During a pleasant cocktail reception at a users conference in Phoenix, I was shooting the breeze with an elite consumer goods crowd that was eager to learn more about trade promotions. What started off as light banter about deductions and customer scorecards, however, soon turned to doom and gloom predictions about Sarbanes-Oxley, OfficeMax and handcuffed execs being shuffled off to the slammer.

To recap, OfficeMax is one of the latest high profile companies to take a Sarbanes-Oxley bullet. Brian Anderson, the company's CFO, resigned in January after having been at the position since November. The resignation came as four employees were fired as the result of an ongoing internal investigation, which confirmed a vendor's complaint that some bills were falsified to the tune of $3.3 million. The bottom line? Anderson would have been required to certify OfficeMax's financial statements for the year under the Sarbanes-Oxley Act. And so would Christopher C. Milliken, the CEO of OfficeMax who resigned one month later.
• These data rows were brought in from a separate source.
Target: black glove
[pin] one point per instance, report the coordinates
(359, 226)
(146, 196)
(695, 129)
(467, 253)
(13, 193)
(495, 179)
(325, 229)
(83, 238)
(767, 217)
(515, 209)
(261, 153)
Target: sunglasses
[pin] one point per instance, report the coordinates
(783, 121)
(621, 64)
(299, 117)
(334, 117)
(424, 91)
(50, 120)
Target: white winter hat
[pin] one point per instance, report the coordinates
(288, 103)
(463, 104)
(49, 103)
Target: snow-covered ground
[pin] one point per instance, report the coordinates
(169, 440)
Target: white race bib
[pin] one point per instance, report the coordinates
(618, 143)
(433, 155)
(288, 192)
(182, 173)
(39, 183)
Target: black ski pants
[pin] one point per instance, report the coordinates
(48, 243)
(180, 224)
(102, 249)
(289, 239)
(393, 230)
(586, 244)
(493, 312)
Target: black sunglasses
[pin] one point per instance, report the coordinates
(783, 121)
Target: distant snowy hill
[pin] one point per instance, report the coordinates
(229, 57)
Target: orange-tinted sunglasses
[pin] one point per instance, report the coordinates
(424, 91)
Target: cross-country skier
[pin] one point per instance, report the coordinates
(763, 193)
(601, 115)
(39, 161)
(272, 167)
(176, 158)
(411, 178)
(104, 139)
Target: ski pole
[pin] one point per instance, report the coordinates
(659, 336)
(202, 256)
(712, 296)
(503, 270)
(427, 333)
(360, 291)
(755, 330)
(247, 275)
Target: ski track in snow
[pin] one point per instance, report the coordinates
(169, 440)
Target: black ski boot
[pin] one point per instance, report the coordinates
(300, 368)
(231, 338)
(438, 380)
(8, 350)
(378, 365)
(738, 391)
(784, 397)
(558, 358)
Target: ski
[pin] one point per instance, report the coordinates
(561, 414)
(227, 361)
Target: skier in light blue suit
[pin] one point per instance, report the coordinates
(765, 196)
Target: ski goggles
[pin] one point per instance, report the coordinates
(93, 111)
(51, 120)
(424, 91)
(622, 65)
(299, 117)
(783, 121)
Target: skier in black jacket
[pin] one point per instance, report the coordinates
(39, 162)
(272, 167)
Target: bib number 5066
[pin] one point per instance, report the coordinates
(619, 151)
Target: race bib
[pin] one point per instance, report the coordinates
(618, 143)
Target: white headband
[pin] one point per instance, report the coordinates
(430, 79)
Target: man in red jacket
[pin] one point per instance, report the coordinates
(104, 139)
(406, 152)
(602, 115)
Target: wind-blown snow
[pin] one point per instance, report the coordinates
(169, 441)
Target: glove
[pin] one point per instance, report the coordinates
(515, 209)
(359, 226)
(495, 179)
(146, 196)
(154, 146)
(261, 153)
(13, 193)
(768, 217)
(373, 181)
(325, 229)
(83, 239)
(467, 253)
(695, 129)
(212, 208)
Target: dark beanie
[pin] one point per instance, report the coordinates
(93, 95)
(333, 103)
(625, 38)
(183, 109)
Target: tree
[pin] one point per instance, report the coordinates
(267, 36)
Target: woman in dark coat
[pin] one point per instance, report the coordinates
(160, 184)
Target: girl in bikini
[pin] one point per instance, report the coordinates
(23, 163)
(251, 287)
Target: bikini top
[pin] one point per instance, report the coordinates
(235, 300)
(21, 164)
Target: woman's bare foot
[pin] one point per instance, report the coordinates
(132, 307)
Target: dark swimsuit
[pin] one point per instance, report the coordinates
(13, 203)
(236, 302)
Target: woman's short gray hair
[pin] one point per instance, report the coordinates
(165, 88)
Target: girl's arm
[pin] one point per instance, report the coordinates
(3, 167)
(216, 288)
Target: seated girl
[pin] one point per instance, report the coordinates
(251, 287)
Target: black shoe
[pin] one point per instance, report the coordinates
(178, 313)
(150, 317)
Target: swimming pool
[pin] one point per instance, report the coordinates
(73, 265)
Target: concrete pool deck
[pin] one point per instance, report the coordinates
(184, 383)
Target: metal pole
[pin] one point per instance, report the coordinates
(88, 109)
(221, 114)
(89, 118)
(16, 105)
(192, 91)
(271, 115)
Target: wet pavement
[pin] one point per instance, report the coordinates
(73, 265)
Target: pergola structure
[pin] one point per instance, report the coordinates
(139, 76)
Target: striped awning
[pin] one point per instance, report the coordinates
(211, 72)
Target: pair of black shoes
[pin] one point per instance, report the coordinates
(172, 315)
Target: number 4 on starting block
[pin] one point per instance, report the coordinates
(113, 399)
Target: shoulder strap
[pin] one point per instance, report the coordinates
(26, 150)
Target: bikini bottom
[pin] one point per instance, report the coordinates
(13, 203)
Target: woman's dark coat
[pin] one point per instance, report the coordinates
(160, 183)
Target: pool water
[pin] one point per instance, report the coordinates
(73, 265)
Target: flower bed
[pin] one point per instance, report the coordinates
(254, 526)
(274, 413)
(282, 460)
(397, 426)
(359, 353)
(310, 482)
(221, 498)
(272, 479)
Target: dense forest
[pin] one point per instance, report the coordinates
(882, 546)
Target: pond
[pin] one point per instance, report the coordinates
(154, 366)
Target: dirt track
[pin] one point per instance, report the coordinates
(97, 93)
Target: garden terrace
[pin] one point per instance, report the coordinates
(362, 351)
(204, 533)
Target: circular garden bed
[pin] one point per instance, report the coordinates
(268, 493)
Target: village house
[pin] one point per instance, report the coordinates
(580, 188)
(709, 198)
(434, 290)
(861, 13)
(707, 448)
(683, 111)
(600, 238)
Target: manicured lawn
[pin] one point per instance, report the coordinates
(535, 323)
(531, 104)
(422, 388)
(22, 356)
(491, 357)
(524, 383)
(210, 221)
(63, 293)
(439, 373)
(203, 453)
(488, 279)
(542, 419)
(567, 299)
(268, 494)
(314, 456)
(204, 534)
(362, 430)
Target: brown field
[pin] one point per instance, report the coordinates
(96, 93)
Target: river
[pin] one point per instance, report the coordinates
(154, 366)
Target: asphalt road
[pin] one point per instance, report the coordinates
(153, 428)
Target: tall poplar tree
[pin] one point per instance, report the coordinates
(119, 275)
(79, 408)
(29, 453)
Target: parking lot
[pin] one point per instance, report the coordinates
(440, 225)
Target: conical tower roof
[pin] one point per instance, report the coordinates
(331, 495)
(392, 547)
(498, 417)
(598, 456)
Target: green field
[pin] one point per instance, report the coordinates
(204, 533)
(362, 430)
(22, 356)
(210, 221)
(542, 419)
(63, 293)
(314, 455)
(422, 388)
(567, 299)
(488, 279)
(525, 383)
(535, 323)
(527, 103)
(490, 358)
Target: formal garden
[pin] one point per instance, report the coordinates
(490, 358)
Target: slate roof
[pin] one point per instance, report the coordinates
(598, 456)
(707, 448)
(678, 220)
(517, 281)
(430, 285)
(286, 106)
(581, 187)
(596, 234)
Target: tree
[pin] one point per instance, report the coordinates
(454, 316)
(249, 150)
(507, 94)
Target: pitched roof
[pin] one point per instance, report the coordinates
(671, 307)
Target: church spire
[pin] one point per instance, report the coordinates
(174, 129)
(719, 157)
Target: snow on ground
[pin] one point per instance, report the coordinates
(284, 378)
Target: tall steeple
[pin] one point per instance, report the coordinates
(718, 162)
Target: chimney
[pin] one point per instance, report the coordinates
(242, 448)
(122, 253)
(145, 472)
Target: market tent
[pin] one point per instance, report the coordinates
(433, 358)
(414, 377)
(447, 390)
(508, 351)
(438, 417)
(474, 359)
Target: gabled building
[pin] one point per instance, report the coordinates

The OfficeMax story is intriguing, sad and frightening for three main reasons: 4One of OfficeMax' consumer goods clients most likely told on them (intriguing).

4Execs with solid reputations are forced to walk away from incredible career opportunities (sad).

4Sarbanes-Oxley is going to uncover many more trade promo scandals (frightening).

So, will innocent and not-so-innocent execs be dancing to the jailhouse rock for approving financial statements they believe to be completely accurate? Probably. Should Sarbanes-Oxley be deemed an inappropriate and overzealous piece of legislation? Probably not. The widespread disruption and investment needed to meet compliance will dissipate as time goes on. Thousands of inefficiencies will be uncovered and, best of all, the way sales and marketing strategies are conducted will be forever changed for the better.